Probably the only time you’ll see me without any makeup on, but this pic makes me happy because it takes me back to the pure joy and vibrantly feeling alive that I felt in this moment.  The twins had absolutely no fear!  They’re natural monkeys!

What else is available?

  • Guided Rock Climbing– No experience is necessary, though must be aged 6 & up.  
  • Guided Rappelling–  They offer rappelling from 50 to 120 feet, so the quick duration and less physically taxing activity may be much more palatable to people who are nervous about heights.  There are no age restrictions, though they recommend it for 6 & up.  It is a 5-10 minute hike to the rappelling site and then you can rappell as much as you like during your time.  
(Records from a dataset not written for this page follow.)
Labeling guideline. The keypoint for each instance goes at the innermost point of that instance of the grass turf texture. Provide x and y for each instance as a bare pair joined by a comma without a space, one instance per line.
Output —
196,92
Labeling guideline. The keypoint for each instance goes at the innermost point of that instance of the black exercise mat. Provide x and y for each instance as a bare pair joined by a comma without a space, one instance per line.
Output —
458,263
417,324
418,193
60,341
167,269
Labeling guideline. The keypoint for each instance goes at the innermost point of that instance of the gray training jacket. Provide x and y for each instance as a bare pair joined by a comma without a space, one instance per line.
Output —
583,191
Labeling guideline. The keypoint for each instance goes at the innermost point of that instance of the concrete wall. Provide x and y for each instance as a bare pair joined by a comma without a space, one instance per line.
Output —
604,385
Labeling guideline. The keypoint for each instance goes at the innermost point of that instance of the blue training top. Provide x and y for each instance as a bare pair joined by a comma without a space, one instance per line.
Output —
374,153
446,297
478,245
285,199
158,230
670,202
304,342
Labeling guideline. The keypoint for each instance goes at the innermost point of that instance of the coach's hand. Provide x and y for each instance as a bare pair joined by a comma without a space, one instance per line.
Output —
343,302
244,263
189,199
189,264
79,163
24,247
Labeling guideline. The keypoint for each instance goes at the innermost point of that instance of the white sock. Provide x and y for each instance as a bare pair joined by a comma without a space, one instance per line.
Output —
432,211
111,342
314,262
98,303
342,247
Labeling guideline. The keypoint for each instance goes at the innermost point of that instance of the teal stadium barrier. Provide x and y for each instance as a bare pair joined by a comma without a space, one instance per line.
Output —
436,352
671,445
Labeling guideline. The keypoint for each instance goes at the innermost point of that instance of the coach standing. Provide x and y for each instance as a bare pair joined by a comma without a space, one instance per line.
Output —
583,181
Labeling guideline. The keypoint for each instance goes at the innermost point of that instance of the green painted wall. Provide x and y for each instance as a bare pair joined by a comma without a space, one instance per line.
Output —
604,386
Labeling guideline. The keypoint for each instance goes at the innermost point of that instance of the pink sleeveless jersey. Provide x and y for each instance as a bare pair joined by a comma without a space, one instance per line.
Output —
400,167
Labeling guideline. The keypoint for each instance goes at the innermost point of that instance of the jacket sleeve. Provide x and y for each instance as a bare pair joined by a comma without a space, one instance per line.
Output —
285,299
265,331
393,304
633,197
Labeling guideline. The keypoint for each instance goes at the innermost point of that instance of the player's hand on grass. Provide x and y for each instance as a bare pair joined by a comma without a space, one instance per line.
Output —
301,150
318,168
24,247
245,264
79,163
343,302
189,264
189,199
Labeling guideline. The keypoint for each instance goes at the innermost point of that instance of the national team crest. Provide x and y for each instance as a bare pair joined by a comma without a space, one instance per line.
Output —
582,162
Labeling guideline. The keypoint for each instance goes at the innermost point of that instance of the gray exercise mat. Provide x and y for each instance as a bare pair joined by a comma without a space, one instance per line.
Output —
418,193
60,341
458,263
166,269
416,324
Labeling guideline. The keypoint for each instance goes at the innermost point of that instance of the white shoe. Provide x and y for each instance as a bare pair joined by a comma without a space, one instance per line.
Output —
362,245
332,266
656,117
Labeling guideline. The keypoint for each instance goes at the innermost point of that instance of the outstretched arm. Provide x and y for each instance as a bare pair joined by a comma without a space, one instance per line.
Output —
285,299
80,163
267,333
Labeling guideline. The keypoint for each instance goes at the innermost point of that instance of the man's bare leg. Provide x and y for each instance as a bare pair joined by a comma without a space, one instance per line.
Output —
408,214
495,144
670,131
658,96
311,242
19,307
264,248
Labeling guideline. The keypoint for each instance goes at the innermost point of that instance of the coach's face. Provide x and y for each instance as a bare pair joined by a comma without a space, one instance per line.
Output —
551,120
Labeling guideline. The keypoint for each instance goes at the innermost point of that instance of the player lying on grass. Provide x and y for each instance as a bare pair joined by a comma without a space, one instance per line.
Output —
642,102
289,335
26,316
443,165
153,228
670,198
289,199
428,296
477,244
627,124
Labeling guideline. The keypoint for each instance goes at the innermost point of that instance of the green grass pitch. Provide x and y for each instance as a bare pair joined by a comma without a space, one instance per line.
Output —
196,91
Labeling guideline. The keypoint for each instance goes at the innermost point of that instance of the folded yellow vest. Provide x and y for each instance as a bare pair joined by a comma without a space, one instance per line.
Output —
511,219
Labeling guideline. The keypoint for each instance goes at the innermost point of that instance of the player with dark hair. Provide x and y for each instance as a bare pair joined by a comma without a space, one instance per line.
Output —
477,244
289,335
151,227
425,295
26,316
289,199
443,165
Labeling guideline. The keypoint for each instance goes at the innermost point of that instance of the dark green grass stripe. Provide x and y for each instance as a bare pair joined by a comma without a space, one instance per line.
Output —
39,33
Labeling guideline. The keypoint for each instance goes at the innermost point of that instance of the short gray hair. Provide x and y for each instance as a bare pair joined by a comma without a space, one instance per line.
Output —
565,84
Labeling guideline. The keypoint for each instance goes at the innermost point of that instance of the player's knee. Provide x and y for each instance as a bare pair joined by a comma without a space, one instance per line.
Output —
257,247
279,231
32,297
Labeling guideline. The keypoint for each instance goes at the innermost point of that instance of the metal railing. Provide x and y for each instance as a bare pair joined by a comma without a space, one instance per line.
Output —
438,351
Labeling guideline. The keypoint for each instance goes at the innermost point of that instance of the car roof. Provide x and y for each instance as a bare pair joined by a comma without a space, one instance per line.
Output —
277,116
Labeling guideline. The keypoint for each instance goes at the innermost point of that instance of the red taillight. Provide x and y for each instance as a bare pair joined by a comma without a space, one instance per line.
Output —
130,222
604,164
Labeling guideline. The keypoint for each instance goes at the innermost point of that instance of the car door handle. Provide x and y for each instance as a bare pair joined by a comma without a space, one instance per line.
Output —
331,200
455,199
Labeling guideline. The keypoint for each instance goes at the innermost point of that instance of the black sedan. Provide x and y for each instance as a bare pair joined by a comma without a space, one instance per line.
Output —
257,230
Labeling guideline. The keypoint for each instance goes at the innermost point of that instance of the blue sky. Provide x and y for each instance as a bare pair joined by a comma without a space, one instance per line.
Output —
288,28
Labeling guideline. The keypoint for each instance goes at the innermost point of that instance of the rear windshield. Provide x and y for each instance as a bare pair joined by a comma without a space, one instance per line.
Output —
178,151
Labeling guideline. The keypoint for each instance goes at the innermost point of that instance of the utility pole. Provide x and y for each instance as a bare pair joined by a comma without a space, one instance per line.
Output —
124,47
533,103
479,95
What the Wheats think of the Via Ferrata in Kentucky:

Our family loved the Via Ferrata in Kentucky, though it will push you physically and mentally.  It was a challenge, exhilarating & unique, and a bucket list item if you’re up for the thrill!  Seeing those incredible views around you and experiencing ‘rock climbing’ makes you feel alive and blessed and strong in ways you don’t experience, otherwise.  It connects you with nature, with life, with yourself, and (for me) with God.  It’s an experience of a lifetime and you should absolutely grab it.  Seize the day!  

There’s much more to keep you busy in the area.  RRG is abundant with hiking and climbing options and has several tourist-centered sites that are unrelated to climbing.  They are physically engaging, though, and will keep you active, having fun, and young!  Spending time here, you’ll realize that you’ve found a special little gem that the crowds haven’t found, yet.  A must-do for the active & adventurous!  Add it to your bucket list! 

Family at Southeast Mountain Guides

A family that plays together, stays together!  ♥  There’s nothing like a new, unique challenge that pushes your limits to give your kids confidence in their abilities.  

Via Ferrata in Kentucky

Good to Know:

  • Free parking on site.  During slower times in off-season and through the week, it was big enough for our camper.
  • Reservations are required for all activities.  Weekends can fill up, so reserve more than 2 weeks prior.  
  • Dining– They have picnic tables below the canyon or on the 2nd story deck off the office.  Pack your lunch and eat outside with a gorgeous canyon view!  There are some prepared small lunch kits at several small shops in the area.  There are often healthy options that consider special diets in this fitness-minded community.  
  • A small gift shop has souvenirs, apparel and some supplies.
  • Restrooms are available in the office building.
  • Admission for the Via Ferrata is a Full Day Pass, currently $52.  Guided Rock Climbing & Guided Rappelling are currently $135 for Half Day of 1 activity and $185 for Full Day of 1 activity.     
  • Discounts are applied for groups over 1.  Kids 9 & under are $20 off with Rock Climbing & Rappelling.
  • Typical Hours are 8:30- 4:30, rain or shine, and you can climb till dusk on weekends.   
  • Duration– Most people, especially with kids spend 4-5 hours here.  
  • It can be busy in summer, particularly on weekends.
  • Lodging– It’s a smallish town, but there are some hotels, lodges, and several campgrounds available.